Zheng Chunfang, Santos Muñoz Daniella, Albert Victor A, Sankoff David
BMC Genomics. 2015;16 Suppl 10(Suppl 10):S8. doi: 10.1186/1471-2164-16-S10-S8. Epub 2015 Oct 2.
Following whole genome duplication (WGD), there is a compact distribution of gene similarities within the genome reflecting duplicate pairs of all the genes in the genome. With time, the distribution broadens and loses volume due to variable decay of duplicate gene similarity and to the process of duplicate gene loss. If there are two WGD, the older one becomes so reduced and broad that it merges with the tail of the distributions resulting from more recent events, and it becomes difficult to distinguish them. The goal of this paper is to advance statistical methods of identifying, or at least counting, the WGD events in the lineage of a given genome.
For a set of 15 angiosperm genomes, we analyze all 15 × 14 = 210 ordered pairs of target genome versus reference genome, using SynMap to find syntenic blocks. We consider all sets of B ≥ 2 syntenic blocks in the target genome that overlap in the reference genome as evidence of WGD activity in the target, whether it be one event or several. We hypothesize that in fitting an exponential function to the tail of the empirical distribution f (B) of block multiplicities, the size of the exponent will reflect the amount of WGD in the history of the target genome.

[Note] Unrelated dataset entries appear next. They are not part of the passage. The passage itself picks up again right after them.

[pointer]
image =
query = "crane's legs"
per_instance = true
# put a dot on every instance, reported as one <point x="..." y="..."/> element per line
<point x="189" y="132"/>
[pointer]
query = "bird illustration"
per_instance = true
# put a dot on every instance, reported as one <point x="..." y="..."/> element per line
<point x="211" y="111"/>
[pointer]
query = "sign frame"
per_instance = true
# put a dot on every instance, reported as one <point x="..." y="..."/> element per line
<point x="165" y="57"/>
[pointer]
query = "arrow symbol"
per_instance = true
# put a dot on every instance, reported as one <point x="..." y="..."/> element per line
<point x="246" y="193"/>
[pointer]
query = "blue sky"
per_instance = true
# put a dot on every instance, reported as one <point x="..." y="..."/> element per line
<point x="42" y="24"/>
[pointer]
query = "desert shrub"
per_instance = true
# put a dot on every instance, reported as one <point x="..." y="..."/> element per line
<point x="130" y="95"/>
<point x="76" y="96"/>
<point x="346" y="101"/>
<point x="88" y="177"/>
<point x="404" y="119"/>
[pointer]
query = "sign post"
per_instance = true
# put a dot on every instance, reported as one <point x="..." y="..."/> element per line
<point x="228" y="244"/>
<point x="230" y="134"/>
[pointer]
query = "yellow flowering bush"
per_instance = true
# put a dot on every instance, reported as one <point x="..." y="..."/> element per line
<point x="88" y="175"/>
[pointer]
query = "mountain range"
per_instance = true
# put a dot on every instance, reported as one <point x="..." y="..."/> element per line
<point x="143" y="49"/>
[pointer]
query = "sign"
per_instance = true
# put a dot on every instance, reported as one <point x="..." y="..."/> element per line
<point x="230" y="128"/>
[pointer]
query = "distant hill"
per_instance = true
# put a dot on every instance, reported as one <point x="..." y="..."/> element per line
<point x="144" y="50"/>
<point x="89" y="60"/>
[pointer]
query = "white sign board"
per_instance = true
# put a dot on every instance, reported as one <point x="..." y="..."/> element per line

By amalgamating the results from all reference genomes, a range of values of SynMap parameters, and alternative cutoff points for the tail, we find a clear pattern whereby multiple-WGD core eudicots have the smallest (negative) exponents, followed by core eudicots with only the single "γ" triplication in their history, followed by a non-core eudicot with a single WGD, followed by the monocots, with a basal angiosperm, the WGD-free Amborella having the largest exponent.
The hypothesis that the exponent of the fit to the tail of the multiplicity distribution is a signature of the amount of WGD is verified, but there is also a clear complicating factor in the monocot clade, where a history of multiple WGD is not reflected in a small exponent.
在全基因组复制(WGD)之后,基因组内基因相似性呈紧密分布,反映了基因组中所有基因的重复对。随着时间推移,由于重复基因相似性的可变衰减以及重复基因丢失过程,这种分布会变宽并减少。如果存在两次WGD,那么较古老的那次会变得如此减少和宽泛,以至于它会与更近事件产生的分布尾部合并,从而难以区分它们。本文的目标是改进识别或至少统计给定基因组谱系中WGD事件的统计方法。
对于一组15个被子植物基因组,我们分析了目标基因组与参考基因组的所有15×14 = 210个有序对,使用SynMap来寻找共线性区域。我们将目标基因组中所有在参考基因组中重叠的B≥2个共线性区域的集合视为目标基因组中WGD活动的证据,无论这是一个事件还是多个事件。我们假设,在将指数函数拟合到共线性区域多重性的经验分布f(B)的尾部时,指数的大小将反映目标基因组历史中WGD的数量。
通过合并来自所有参考基因组的结果、一系列SynMap参数值以及尾部的替代截止点,我们发现了一个清晰的模式,即具有多次WGD的核心真双子叶植物具有最小(负)指数,其次是历史上只有一次“γ”三倍化的核心真双子叶植物,然后是具有一次WGD的非核心真双子叶植物,接着是单子叶植物,而基部被子植物、无WGD的无油樟具有最大指数。
验证了对多重性分布尾部拟合的指数是WGD数量特征的假设,但在单子叶植物分支中也存在一个明显的复杂因素,即多次WGD的历史并未在小指数中体现。